Single molecule acto-M10HMM stiffness. (A) Raw data for stiffness measurement of M10HMM using the three-bead assay. In each trace (driven and passive bead traces), top signal shows the raw data (red and blue) and the bottom signal (black) is variance. (B) Example force-displacement diagram of acto-M10HMM. The slope determines the stiffness of a single M10HMM bound to F-actin, which is ∼0.38 pN/nm, for this example. Within the circle (force ∼ ±1.5 pN and displacement ∼ ±4 nm), there seems to be no obvious nonlinearity behavior. (C) Distribution of acto-M10HMM stiffnesses spans from 0.2 to 1.5 pN/nm, with a median ∼0.45 pN/nm (N_molecules = 59).

Fig. 6.

Processive behavior at low optical tweezers stiffness. (A) Using a very compliant (i.e., low stiffness) optical trap (∼0.005–0.008 pN/nm), we could observe staircase-like movements generated by a single M10HMM molecule (here recorded at 100 nM ATP). Gray lines are raw data sampled at 20 kHz; black lines are following a fourth-order Butterworth, 200 Hz low-pass filter. (B) Individual step amplitudes, identified by a t test step-finder algorithm (SI Text) were histogrammed, and Gaussian fitting showed that the forward step size had an averaged ∼35 nm [34.7 ± 0.6 nm (SEM); R² = 0.97; N_obs = 198] and the backward steps averaged ∼36 nm [36 ± 1.1 nm (SEM); R² = 0.86; N_obs = 91]. (C) Exponential fitting to the forward stepping dwell time histogram gave a step rate of ∼2.3 s⁻¹ [2.3 ± 0.5 s⁻¹ (SEM); R² = 0.93; N_obs = 198].

Fig. 7.

Proposed model of the M10HMM translocation along a single actin filament incorporating mechanical data from study. Initial binding of M10HMM to F-actin occurs via a leading head (A), is followed by an initial rapid phase of the power stroke giving 15 nm of movement (phase 1; B), and then a subsequent 2 nm (phase 2; C).
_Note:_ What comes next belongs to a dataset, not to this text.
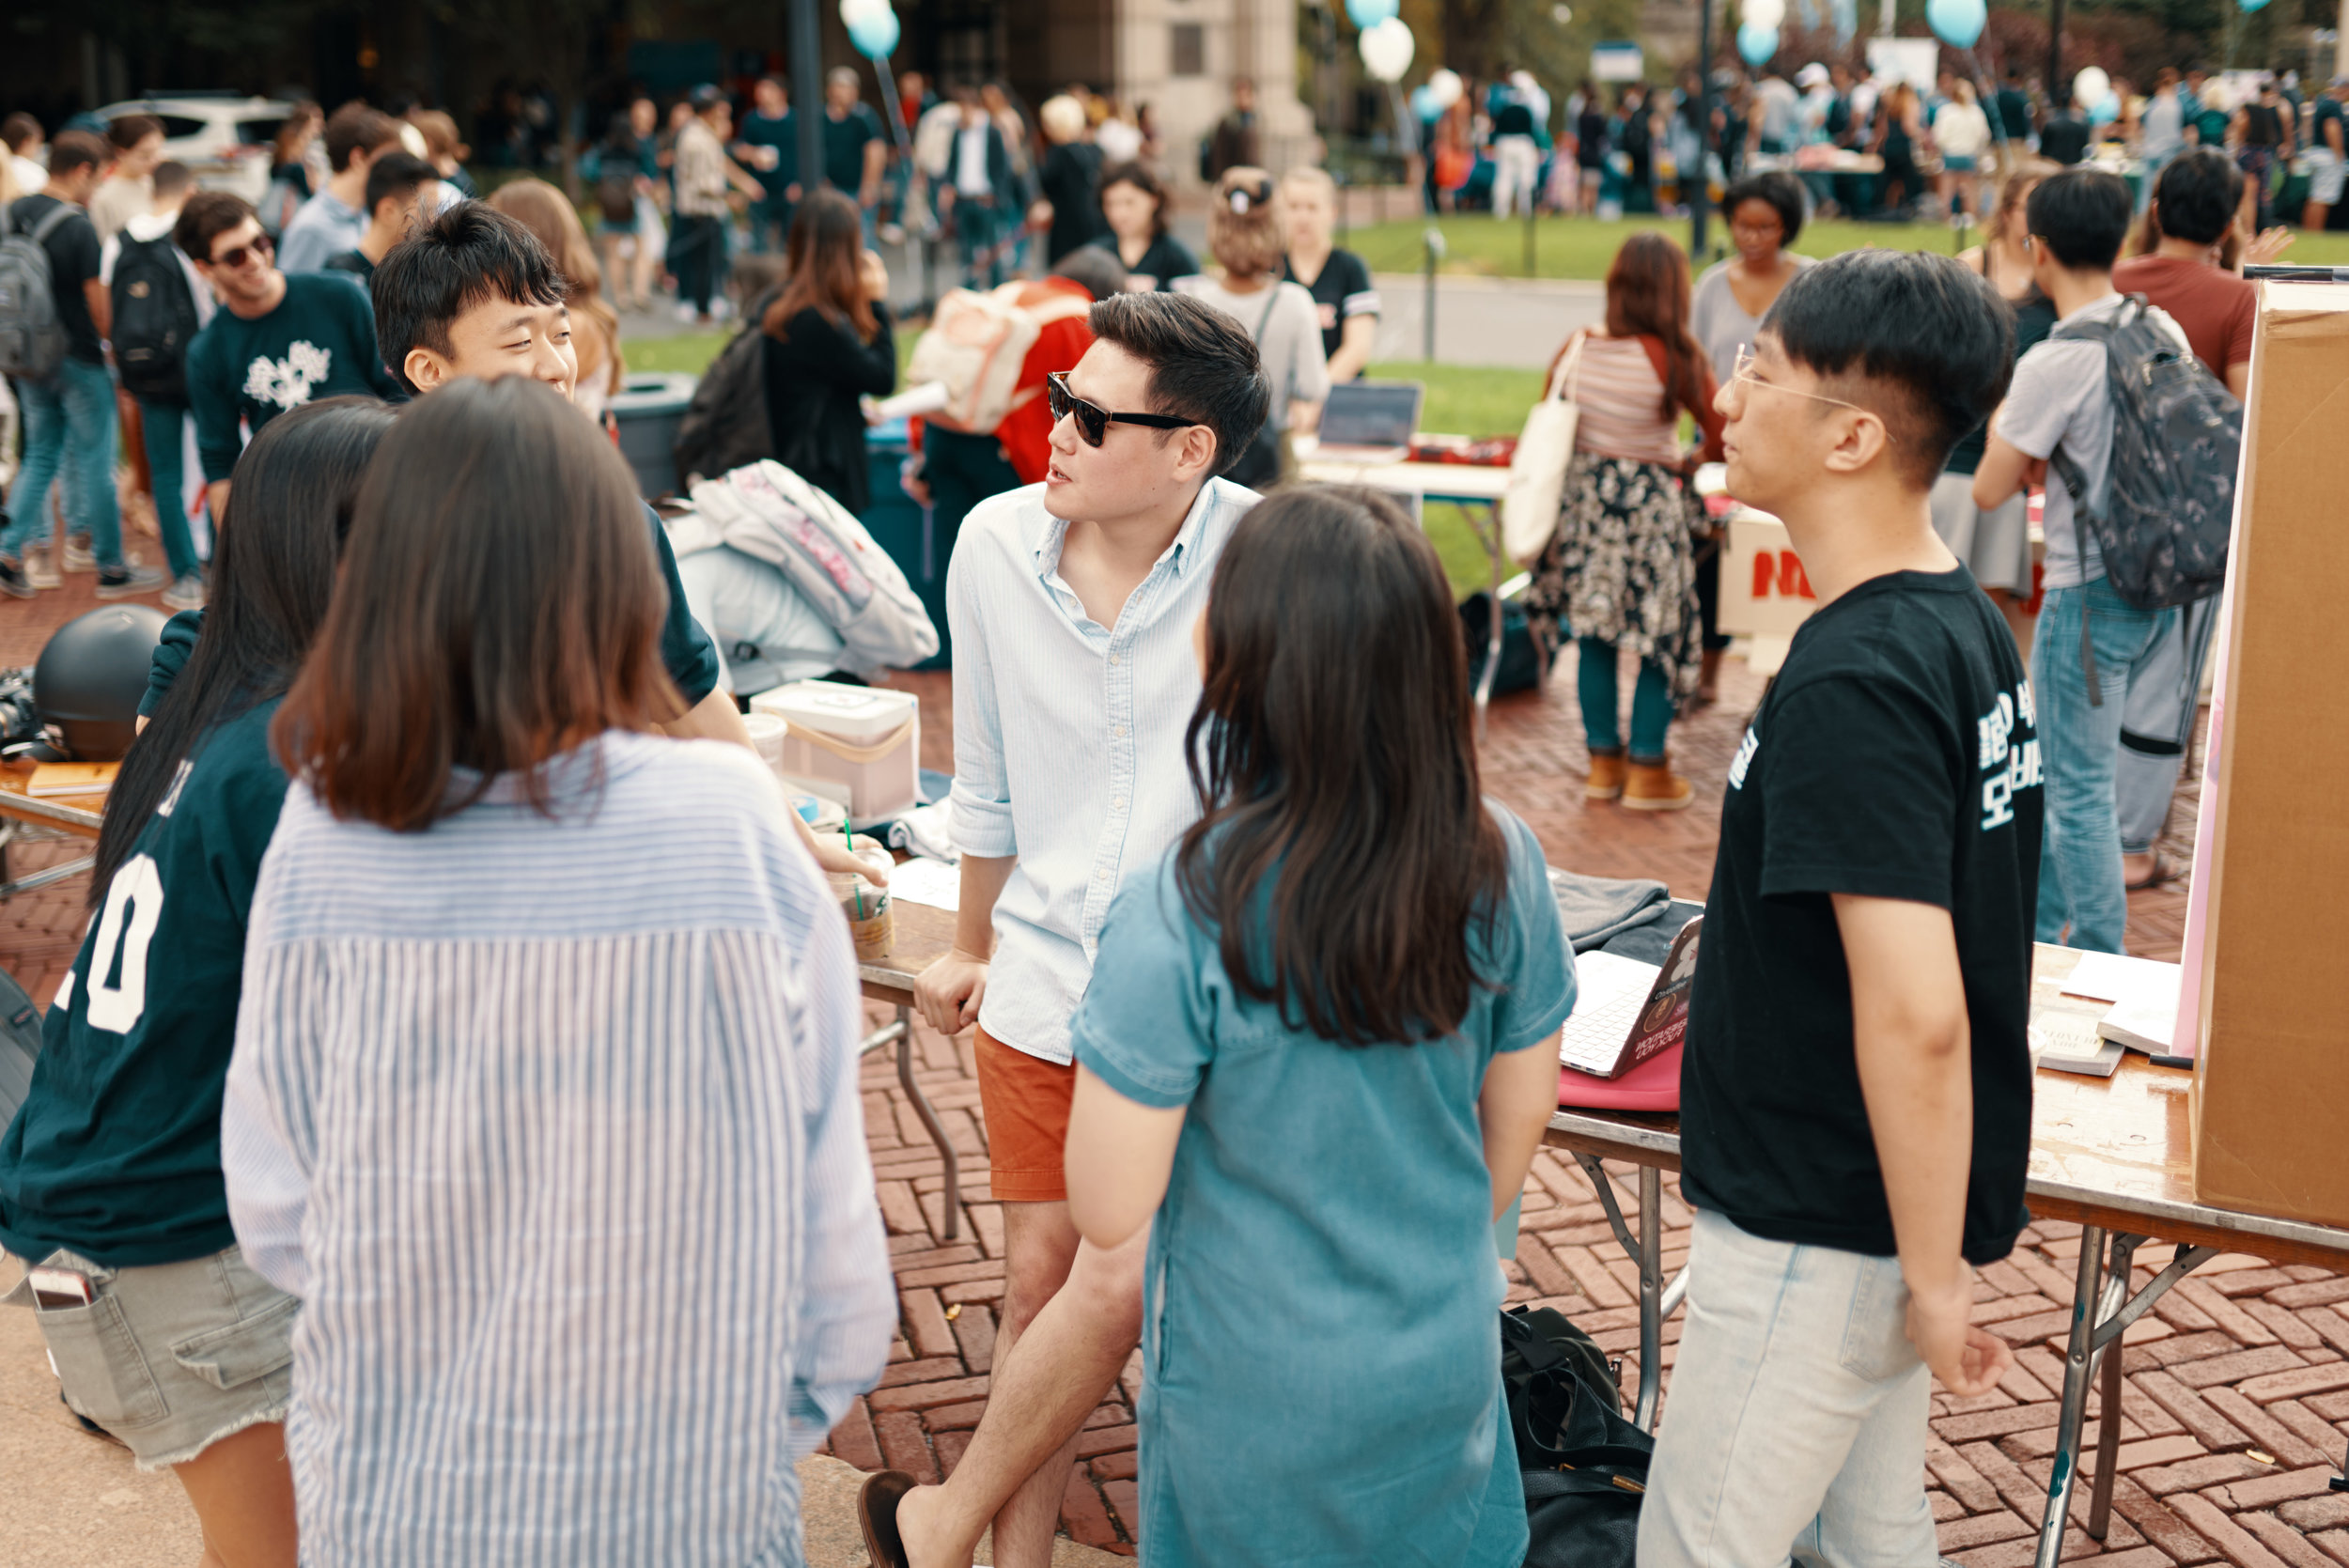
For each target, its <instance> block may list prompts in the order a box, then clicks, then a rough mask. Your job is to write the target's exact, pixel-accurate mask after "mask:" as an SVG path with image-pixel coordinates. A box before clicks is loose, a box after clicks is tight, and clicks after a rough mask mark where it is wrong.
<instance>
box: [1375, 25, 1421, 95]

Then, if the external load on the molecule is <1 pN, the trailing M10HMM head may swing forward and bind at the next available actin site (36 nm) in front and therefore becomes the new leading head (D), allowing processive stepping movement to proceed. However, if the load exceeds 1 pN, the leading head detaches before the trailing head has a chance to bind so that the M10HMM molecule then detaches from F-actin, which terminates the processive movement (E).